Sometimes it also depends on the filters themselves and the quality required.

Assuming all arbitrary (Namely the filters have no special property but their size, some of them are HPF, some LPF, some neither, they are not separable, no approximation is allowed, etc...) one could follow this:

  • If the filters are small in comparison to the image, usually direct computation is the way to go if the filter is used once.
  • If the filter is long or used many times for many images it is better to do it in Frequency Domain. Pay attention you need padding in order to apply linear Convolution using Frequency Domain Multiplication (Cyclic Convolution).
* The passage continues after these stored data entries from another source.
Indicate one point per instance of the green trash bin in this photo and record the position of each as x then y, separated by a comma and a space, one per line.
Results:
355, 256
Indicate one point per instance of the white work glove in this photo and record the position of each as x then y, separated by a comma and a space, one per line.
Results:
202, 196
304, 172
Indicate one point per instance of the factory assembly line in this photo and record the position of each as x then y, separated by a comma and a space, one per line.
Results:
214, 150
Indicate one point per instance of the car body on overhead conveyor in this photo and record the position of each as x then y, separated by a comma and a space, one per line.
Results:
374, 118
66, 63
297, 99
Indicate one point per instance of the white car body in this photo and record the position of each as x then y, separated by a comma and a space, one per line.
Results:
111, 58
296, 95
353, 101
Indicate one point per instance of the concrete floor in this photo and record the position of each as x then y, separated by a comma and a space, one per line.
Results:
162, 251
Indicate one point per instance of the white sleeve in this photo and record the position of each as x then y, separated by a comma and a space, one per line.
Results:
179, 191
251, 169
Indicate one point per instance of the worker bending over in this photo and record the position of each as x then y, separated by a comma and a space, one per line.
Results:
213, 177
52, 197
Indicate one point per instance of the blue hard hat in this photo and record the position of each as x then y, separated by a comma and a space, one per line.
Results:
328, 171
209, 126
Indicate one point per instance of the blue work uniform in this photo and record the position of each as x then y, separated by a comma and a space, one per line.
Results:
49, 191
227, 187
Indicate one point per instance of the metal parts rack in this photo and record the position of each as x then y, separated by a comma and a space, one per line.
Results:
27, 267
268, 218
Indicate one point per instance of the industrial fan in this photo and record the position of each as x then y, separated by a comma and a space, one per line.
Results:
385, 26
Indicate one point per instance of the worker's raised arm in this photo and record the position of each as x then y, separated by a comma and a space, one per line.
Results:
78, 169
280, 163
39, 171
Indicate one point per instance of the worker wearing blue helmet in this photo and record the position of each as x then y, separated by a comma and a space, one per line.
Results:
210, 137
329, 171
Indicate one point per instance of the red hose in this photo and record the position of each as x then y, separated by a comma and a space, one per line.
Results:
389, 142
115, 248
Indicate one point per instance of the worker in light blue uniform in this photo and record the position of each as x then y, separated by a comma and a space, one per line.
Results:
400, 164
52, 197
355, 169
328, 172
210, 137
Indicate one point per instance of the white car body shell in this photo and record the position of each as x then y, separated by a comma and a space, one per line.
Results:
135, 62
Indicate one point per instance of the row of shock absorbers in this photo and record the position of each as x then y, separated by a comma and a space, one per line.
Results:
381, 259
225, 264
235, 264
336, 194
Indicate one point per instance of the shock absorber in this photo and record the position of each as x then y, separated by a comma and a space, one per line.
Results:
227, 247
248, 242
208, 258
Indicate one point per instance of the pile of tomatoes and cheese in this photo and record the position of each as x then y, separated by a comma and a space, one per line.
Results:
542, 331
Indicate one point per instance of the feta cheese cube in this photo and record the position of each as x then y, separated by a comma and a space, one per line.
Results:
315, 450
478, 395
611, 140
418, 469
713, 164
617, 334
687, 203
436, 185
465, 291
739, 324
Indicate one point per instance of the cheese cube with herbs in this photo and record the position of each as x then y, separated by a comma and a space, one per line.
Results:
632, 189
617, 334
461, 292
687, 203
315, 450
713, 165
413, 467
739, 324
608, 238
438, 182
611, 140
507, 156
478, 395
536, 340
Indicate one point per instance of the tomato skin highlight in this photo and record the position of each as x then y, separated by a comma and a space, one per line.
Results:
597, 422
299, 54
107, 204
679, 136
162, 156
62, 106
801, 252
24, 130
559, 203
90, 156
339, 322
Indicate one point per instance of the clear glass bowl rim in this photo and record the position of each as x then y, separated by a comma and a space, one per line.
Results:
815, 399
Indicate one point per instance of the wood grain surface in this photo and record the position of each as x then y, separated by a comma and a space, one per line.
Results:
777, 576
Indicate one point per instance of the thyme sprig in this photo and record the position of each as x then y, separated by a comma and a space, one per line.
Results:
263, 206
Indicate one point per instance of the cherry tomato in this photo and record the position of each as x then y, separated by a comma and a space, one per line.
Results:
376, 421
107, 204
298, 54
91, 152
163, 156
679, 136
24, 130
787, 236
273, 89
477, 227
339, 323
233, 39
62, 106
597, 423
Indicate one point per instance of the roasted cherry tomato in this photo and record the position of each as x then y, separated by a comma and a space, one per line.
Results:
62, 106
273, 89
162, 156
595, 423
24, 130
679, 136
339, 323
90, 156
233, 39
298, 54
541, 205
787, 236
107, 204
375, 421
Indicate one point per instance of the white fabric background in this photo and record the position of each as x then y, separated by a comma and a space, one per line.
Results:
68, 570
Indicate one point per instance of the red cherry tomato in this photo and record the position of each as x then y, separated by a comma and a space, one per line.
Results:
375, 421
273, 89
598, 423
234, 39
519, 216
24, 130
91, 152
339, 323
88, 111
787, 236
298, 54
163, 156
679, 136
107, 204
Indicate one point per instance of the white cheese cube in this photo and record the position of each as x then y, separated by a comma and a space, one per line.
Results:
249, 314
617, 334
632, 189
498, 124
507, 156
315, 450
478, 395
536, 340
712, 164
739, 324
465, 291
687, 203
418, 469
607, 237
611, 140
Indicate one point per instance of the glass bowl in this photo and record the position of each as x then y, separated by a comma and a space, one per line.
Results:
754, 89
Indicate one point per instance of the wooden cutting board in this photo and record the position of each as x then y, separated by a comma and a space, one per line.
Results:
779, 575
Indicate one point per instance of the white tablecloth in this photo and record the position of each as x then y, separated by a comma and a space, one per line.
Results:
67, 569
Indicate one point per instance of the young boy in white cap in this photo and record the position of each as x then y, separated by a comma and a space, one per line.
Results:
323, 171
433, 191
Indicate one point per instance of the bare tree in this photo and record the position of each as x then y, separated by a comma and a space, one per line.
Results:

Also try to take advantage of all data being real (The Symmetry in Frequency Domain).
  • If approximation is allowed a separable approximation of the filter may produce great speed up's.
  • If you use direct convolution utilizing Intel IPP will yield the fastest results.
  • If you use Frequency Domain then wither IPP or FFTW will yield the fastest results (In the case of FFTW you still need to do the frequency domain multiplication efficiently using IPP or hand coded code).

Those guidelines will easily get you close to your system edge regarding performance.
Usually with small kernels convolution is memory bounded operation.

By the way, probably the fastest filtering out there is in Intel IPP.
You can use that either by installing Intel Python Distribution or utilizing IPP in Cython.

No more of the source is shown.